I diffusori sonori attivano la simulazione di un’imminente emergenza (entro al massimo qualche minuto), dovuta ad un’inondazione, che determina elevata pericolosità per l’incolumità delle persone e dei beni, con uno scenario che prevede innalzamento dei livelli negli alvei dei torrenti in grado di provocare fuoriuscita delle acque, rottura degli argini, sormonto di ponti e passerelle e inondazione delle aree circostanti e dei centri abitati, con probabile innesco di frane, smottamenti dei versanti in maniera diffusa ed estesa ed elevata pericolosità per l'incolumità delle persone e beni.

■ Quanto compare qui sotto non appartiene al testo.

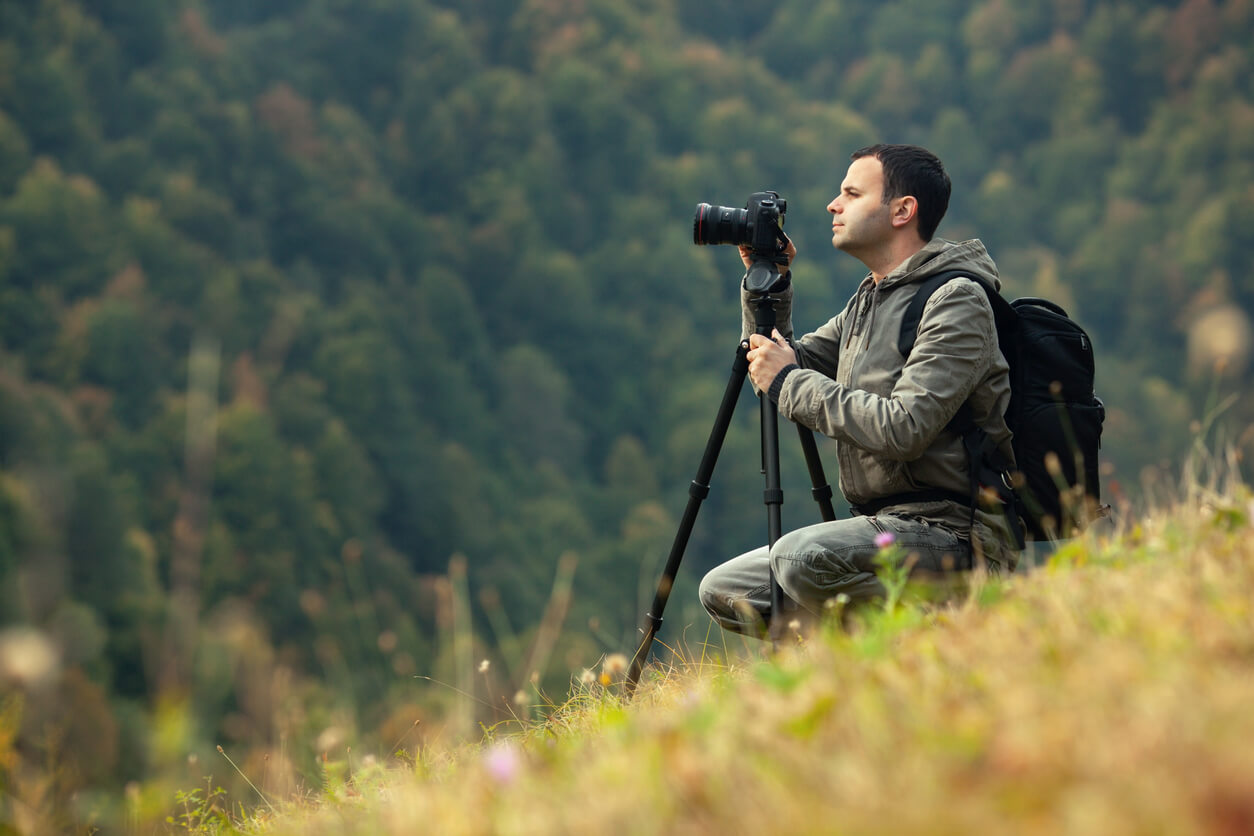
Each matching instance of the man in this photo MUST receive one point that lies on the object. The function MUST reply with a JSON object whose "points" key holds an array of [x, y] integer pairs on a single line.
{"points": [[899, 466]]}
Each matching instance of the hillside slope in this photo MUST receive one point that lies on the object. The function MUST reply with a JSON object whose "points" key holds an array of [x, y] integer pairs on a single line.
{"points": [[1106, 693]]}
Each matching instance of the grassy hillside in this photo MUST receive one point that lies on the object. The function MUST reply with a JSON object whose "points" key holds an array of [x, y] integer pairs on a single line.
{"points": [[1106, 692]]}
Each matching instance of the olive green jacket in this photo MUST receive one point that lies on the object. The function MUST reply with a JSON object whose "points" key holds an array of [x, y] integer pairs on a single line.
{"points": [[887, 412]]}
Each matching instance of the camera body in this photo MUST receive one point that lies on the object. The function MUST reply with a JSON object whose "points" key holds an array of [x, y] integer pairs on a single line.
{"points": [[758, 224]]}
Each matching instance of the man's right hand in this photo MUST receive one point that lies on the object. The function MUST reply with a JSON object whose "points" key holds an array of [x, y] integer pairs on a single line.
{"points": [[746, 255]]}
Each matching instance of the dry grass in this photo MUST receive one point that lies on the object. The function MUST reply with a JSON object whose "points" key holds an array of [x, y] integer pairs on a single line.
{"points": [[1106, 693]]}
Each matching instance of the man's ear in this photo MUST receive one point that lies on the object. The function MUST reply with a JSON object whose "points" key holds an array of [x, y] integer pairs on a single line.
{"points": [[904, 209]]}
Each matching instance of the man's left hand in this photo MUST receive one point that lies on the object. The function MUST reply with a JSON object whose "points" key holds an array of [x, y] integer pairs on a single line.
{"points": [[768, 357]]}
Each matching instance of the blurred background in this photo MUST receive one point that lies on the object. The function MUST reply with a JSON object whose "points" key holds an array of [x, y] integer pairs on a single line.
{"points": [[355, 357]]}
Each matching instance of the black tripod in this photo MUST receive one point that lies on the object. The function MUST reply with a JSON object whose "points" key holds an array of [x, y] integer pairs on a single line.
{"points": [[763, 278]]}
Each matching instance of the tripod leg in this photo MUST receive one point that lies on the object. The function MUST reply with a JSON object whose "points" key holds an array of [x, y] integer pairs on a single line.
{"points": [[773, 495], [821, 490], [697, 491]]}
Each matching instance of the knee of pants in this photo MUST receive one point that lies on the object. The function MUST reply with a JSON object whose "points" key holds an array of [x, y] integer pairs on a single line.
{"points": [[789, 573], [707, 592]]}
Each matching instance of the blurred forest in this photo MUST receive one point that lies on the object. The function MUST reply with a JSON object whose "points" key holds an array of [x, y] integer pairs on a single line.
{"points": [[350, 344]]}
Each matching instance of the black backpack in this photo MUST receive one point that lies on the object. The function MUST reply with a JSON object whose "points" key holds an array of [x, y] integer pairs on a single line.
{"points": [[1053, 414]]}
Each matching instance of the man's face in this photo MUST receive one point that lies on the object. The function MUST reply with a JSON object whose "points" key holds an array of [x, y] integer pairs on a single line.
{"points": [[860, 221]]}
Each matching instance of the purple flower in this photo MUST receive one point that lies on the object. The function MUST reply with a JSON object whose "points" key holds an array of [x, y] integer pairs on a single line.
{"points": [[503, 762]]}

L’avviso sonoro comunica una imminente situazione di rischio elevato e le caratteristiche del nostro territorio e la sua velocità di reazione non permettono un adeguato anticipo del tempo di avviso rispetto all’evoluzione degli eventi alluvionali: per questo è importante che la popolazione attivi immediatamente le misure di autoprotezione per non farsi sorprendere da situazioni di rischio incontrollabili. Queste le indicazioni riportate sui materiali informativi, con le misure da adottare in caso di attivazione delle sirene

  • Rinunciare a mettere in salvo qualunque bene o materiale e trasferirsi subito in un ambiente sicuro;
  • non tentare di raggiungere la propria destinazione, ma cercare riparo presso lo stabile più vicino e sicuro (piani elevati);
  • interrompere la circolazione pedonale, e rispettare i provvedimenti restrittivi per la viabilità;
  • non accedere né occupare i locali a piano strada o sottostanti il piano strada o locali inondabili;
  • non sostare su passerelle e ponti o nei pressi degli argini dei torrenti e nei sottopassi;
  • staccare l’interruttore della corrente e chiudere la valvola del gas, purché tali dispositivi non siano collocati in locali a piano strada o sottostanti il piano strada o in locali inondabili;
  • prestare attenzione alle indicazioni fornite dalle Autorità, dalla radio e dalla tv;
  • verificare gli aggiornamenti della situazione evidenziata nei pannelli luminosi ove siano disposti;
  • consultare il sito regionale del Centro Funzionale della Protezione Civile della Regione Liguria (sito Arpal Liguria - allertaliguria.regione.liguria.it);
  • consultare il sito del Comune di Genova (smart.comune.genova.it);
  • al cessare della segnalazione sonora, prima di abbandonare la zona di sicurezza accertarsi che siano assicurate le condizioni di sicurezza anche nei luoghi più vulnerabili (piani sotto strada, sottopassi, ponti, ecc.).